Rapporto Finanza Locale, interviene il presidente De Filippo

Il presidente lucano in rappresentanza della Conferenza delle Regioni alla presentazione del Rapporto 2011. “Tagli e patto fanno crollare gli investimenti, enti costretti a sopravvivere. E dai dati elementi utili per i costi standard”

“Amministrazioni regionali ed enti locali costrette a sopravvivere, limitandosi alla spesa corrente e trascurando gli investimenti. Il rapporto 2011 sulla Finanza locale in Italia ci dimostra come la stagione politica che si era dichiarata come fautrice del federalismo è stata la più centralista della storia nazionale, praticamente azzerando ogni possibilità di programmazione e autopropulsione dei singoli territori”. Così il presidente della Regione Basilicata, Vito De Filippo, ha commentato i risultati del Rapporto realizzato da Ires, Irppet, Srm, Europolis e Ipres intervenendo in rappresentanza della Conferenza delle Regioni alla presentazione che si è tenuta questa mattina.
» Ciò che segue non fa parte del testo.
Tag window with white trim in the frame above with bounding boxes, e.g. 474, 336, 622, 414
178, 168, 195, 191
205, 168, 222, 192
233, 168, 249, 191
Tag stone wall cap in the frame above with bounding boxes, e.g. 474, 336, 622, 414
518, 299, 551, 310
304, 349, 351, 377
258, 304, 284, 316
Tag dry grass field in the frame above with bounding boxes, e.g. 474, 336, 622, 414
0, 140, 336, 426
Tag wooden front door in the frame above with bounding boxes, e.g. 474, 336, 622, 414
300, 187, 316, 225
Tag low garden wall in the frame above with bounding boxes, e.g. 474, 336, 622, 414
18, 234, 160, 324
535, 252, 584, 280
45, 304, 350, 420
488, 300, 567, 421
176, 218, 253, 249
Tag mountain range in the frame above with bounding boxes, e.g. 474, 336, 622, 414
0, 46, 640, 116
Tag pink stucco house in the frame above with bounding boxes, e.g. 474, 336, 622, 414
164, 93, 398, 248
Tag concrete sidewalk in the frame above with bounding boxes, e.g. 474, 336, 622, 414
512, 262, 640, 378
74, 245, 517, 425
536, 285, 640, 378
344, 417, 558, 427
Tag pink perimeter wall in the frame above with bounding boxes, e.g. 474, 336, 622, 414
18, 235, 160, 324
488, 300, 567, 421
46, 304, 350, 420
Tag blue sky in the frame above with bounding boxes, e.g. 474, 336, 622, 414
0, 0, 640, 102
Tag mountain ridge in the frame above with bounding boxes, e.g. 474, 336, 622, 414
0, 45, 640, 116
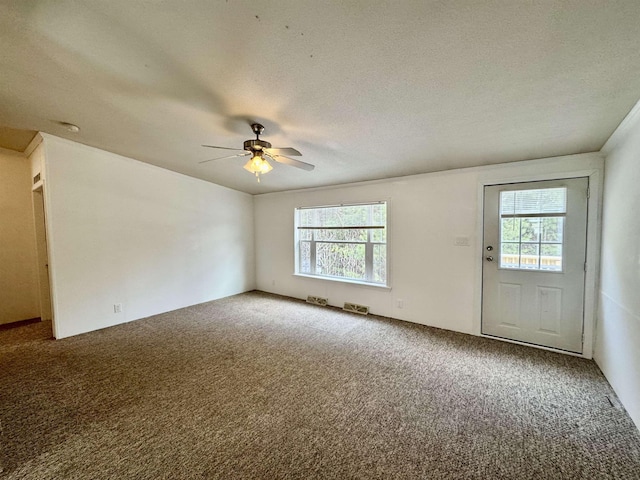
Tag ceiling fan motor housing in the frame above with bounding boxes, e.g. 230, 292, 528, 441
244, 139, 271, 152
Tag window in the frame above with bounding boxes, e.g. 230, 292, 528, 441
500, 187, 567, 272
296, 202, 387, 285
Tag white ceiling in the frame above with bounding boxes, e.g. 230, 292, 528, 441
0, 0, 640, 193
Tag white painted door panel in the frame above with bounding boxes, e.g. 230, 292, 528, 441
482, 178, 588, 353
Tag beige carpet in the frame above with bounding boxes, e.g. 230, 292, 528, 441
0, 292, 640, 480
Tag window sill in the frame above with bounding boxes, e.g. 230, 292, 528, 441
293, 273, 391, 290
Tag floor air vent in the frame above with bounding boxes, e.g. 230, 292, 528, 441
342, 302, 369, 315
307, 295, 329, 307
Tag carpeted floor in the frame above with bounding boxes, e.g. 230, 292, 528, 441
0, 292, 640, 480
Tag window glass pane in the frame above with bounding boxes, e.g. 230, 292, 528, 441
520, 243, 540, 269
298, 242, 311, 273
500, 243, 520, 268
373, 245, 387, 284
542, 217, 564, 243
298, 230, 313, 240
500, 187, 567, 215
520, 218, 540, 242
500, 218, 520, 242
314, 228, 367, 242
370, 203, 387, 226
316, 243, 365, 280
296, 202, 387, 285
540, 244, 562, 272
371, 228, 387, 243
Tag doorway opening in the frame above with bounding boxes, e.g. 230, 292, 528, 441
481, 177, 589, 354
33, 185, 55, 335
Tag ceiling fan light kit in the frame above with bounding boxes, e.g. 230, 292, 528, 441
199, 123, 315, 183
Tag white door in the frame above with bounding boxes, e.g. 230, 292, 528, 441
482, 178, 589, 353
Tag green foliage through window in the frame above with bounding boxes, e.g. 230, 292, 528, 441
296, 202, 387, 285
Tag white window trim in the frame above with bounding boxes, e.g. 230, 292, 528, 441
293, 199, 391, 290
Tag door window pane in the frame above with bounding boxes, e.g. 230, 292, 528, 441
499, 187, 567, 272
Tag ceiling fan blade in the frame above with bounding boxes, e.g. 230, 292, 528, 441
264, 147, 302, 157
202, 145, 242, 150
269, 155, 316, 172
198, 153, 251, 163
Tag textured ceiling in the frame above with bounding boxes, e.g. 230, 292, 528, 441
0, 0, 640, 193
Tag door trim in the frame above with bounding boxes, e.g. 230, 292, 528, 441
473, 168, 603, 359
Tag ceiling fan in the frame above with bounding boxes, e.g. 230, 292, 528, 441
199, 123, 315, 182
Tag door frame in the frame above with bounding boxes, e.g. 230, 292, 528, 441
473, 157, 604, 359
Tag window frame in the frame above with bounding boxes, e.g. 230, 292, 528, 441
294, 200, 390, 289
498, 186, 568, 273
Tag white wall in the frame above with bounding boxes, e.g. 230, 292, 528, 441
255, 154, 602, 342
0, 149, 40, 324
38, 135, 255, 338
594, 103, 640, 428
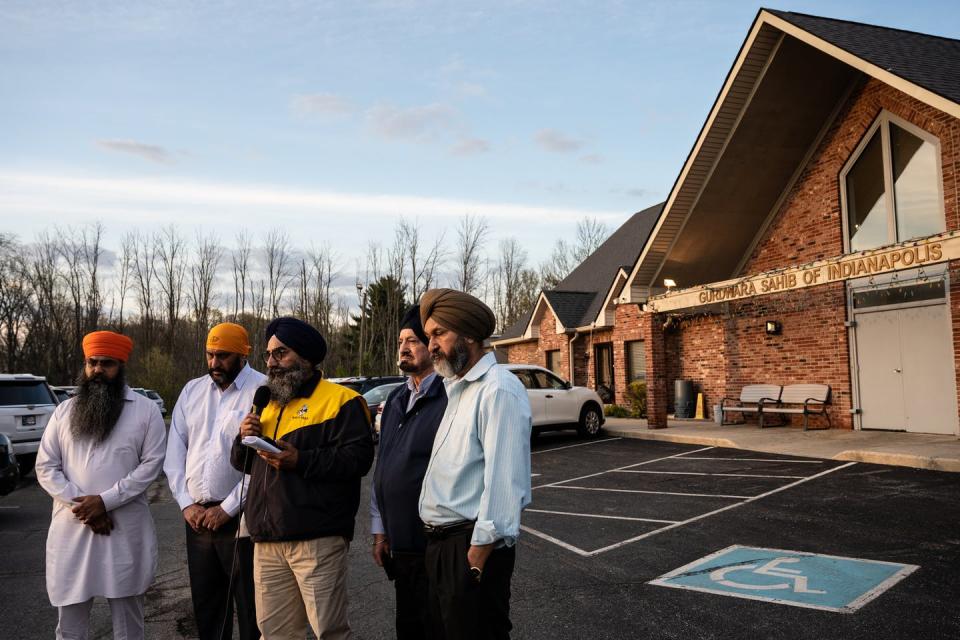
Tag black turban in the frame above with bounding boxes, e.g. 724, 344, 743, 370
266, 316, 327, 365
420, 289, 497, 342
400, 304, 430, 346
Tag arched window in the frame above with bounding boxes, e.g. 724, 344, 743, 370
840, 111, 946, 251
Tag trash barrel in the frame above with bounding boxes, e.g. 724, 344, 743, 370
673, 380, 697, 418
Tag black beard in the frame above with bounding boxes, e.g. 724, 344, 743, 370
431, 337, 470, 378
70, 365, 126, 444
267, 360, 314, 407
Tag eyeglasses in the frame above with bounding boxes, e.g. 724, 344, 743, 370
261, 347, 290, 362
86, 358, 120, 369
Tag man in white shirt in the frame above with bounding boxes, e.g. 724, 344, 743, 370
36, 331, 165, 640
163, 322, 266, 640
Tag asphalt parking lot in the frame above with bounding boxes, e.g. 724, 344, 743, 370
0, 433, 960, 639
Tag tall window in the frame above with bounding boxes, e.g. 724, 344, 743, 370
624, 340, 647, 382
840, 112, 946, 251
547, 349, 563, 376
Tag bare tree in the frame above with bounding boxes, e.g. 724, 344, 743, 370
263, 228, 290, 317
188, 234, 223, 343
231, 229, 253, 318
156, 224, 187, 346
453, 214, 490, 293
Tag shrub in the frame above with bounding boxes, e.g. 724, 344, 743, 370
626, 380, 647, 418
603, 404, 630, 418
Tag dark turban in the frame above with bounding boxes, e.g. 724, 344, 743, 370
400, 304, 430, 346
266, 316, 327, 365
420, 289, 497, 342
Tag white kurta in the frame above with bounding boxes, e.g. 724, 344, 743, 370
36, 388, 166, 607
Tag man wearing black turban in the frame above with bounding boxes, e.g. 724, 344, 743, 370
231, 317, 373, 638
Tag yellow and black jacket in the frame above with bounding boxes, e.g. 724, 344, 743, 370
230, 376, 373, 542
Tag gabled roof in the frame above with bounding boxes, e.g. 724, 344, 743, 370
620, 9, 960, 302
767, 9, 960, 104
496, 202, 663, 342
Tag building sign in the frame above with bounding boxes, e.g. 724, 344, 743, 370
646, 231, 960, 312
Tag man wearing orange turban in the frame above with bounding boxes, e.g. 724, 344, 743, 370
163, 322, 266, 640
36, 331, 166, 639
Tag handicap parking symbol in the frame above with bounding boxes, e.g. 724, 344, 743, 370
650, 545, 919, 613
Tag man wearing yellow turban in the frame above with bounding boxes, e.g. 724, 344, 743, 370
36, 331, 166, 639
163, 322, 266, 640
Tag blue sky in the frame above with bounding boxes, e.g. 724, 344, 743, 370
0, 0, 960, 278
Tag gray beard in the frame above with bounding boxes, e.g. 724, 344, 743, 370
267, 361, 313, 407
433, 338, 470, 378
70, 368, 126, 444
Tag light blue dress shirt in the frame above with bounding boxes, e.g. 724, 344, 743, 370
420, 353, 532, 546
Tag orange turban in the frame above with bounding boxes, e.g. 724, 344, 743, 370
83, 331, 133, 362
207, 322, 250, 356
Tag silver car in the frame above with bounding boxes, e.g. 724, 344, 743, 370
506, 364, 604, 438
0, 373, 57, 476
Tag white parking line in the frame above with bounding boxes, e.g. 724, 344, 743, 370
610, 469, 807, 480
581, 462, 857, 557
677, 456, 824, 464
551, 484, 753, 500
530, 438, 623, 456
531, 447, 714, 490
524, 509, 678, 524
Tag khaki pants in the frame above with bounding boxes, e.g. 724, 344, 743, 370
253, 536, 350, 640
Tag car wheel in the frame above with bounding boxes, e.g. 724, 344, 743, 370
577, 404, 603, 438
17, 453, 37, 478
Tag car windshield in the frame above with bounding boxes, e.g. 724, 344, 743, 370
0, 380, 57, 407
363, 382, 403, 404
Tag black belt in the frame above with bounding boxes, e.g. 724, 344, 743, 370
423, 520, 476, 540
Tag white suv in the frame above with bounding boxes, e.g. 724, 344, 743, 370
505, 364, 604, 438
0, 373, 57, 476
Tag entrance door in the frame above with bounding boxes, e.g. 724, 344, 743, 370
854, 280, 958, 434
593, 342, 614, 403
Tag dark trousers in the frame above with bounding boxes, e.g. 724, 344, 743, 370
425, 528, 516, 640
391, 551, 439, 640
186, 517, 260, 640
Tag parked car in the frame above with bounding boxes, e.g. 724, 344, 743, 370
328, 376, 407, 395
507, 364, 605, 438
363, 379, 406, 442
0, 433, 20, 496
0, 373, 57, 477
50, 386, 77, 404
132, 387, 167, 416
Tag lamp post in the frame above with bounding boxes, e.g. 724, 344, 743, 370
357, 280, 366, 376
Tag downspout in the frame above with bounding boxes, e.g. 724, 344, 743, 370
567, 329, 580, 387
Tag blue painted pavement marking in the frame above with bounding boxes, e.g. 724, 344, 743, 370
650, 545, 919, 613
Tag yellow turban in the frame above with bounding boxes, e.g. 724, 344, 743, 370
83, 331, 133, 362
207, 322, 250, 356
420, 289, 497, 342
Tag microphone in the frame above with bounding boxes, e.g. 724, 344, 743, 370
250, 385, 270, 418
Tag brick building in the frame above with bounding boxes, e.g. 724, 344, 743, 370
495, 10, 960, 434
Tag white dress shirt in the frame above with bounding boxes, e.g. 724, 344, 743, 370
420, 353, 532, 546
163, 364, 266, 517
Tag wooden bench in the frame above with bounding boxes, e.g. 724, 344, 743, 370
756, 384, 831, 431
720, 384, 783, 426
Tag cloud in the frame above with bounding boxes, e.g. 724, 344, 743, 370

“Il fatto che gli investimenti siano scesi ai minimi storici – ha spiegato De Filippo – fotografa la situazione di un sistema di governo locale costretto a sopravvivere sotto la scure dei continui tagli e del patto di stabilita. Un problema che si riverbera anche sulle imprese, che diventano mercato interessante per il sistema bancario proprio perché costrette a pagare un costo per il danaro di cui sono creditrici nei confronti degli enti locali e che non riescono ad incassare”.
De Filippo ha evidenziato come il sistema delle autonomie locali abbia comunque fatto la propria parte nell’affrontare le spese, ma trovandosi di fronte a problemi insuperabili. “I dati che ci mostrano come il sistema delle autonomie locali utilizzi i fondi europei meglio delle altre amministrazioni coinvolte e la stessa crescita del 6,9 % delle gare intraprese col sistema del project financing, evidenziano la capacità dei livelli di governo più vicini al territorio. Ma questa – ha aggiunto – non può essere una soluzione a problemi diversi, prova ne sia come tale strumento, il project financing, abbia avuto maggiori indici di riuscita nelle aree territorialmente più forti, per azzerarsi in contesti con più deboli condizioni di mercato”.
Per il rappresentante della Conferenza delle Regioni “è imprescindibile coniugare il rigore con lo sviluppo, e per lo sviluppo è fondamentale il livello locale di governo. Bisogna invertire la rotta centralista delle politiche adottate fino a qualche settimana fa, e la ricerca presentata oggi fa anche giustizia di quei luoghi comuni sulla cattiva spesa che sono stati spesso utilizzati come alibi per i tagli, specie verso alcune parti del territorio. A leggere la graduatoria delle spese correnti per Comuni e Regioni emerge come non risponda al vero lo stereotipo di un Sud spendaccione a fronte di altre aree virtuose, evidenziando come, invece, ci sia un Paese ancora una volta duale per i livelli di entrate e di spese e di come, queste ultime, pur nelle diversità dei differenti contesti economici, siano più collegate alle dimensione di scala di popolazione e territori che non a una collocazione geografica. Elementi che bisognerà tener ben presenti ogni volta che si parla di costi standard”.